Dans un article intitulé La banalité du mal : ce que dit la recherche en psychologie sociale (2025), Johan Lepage soutient que les attitudes politiques et les attitudes au sein d'un groupe social sont corrélées. Citons-le :
« Une manière d’analyser une corrélation entre deux variables est de postuler l’existence d’une source de variation commune, c’est-à-dire d’une variable plus générale dont les changements s’accompagnent systématiquement d’un changement sur les autres variables. Dit autrement, si deux variables sont corrélées, c’est parce qu’elles dépendent d’une troisième variable. La recherche en psychologie sociale suggère que cette troisième variable puisse être les attitudes autoritaires.
Cette notion "attitude autoritaire" regroupe des attitudes exprimant des orientations hiérarchiques complémentaires :
- l’orientation à la dominance sociale, une attitude orientée vers l’établissement de relations hiérarchiques, inégalitaires entre les groupes humains ;
- l’autoritarisme de droite orienté vers l’appui conservateur aux individus dominants.
La recherche en psychologie expérimentale, en génétique comportementale et en neurosciences montre que ce sont les attitudes autoritaires, plus que toute autre variable (personnalité, éducation, culture notamment), qui déterminent les attitudes intergroupes, les attitudes politiques, et ainsi le comportement plus ou moins coercitif, inégalitaire, et intolérant des personnes ».

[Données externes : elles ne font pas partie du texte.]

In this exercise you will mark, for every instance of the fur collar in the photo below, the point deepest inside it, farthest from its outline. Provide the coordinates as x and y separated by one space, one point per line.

On notera une bizarrerie qui introduit un biais : la qualification « de droite », pour l’appui conservateur aux individus dominants. Il vaudrait mieux appeler cette attitude légitimiste, pour éviter d'entrer dans une discussion politique inextricable sur la droite et la gauche. La dominance sociale et l'autoritarisme sont fréquents chez ceux qui contestent l'ordre existant et sont par conséquent non légitimistes. La décorrélation de la personnalité, de l'éducation, de la culture, du climat sociétal est contestable. Elle vient d'un principe de méthode qui laisse de côté la genèse de l'« attitude autoritaire ».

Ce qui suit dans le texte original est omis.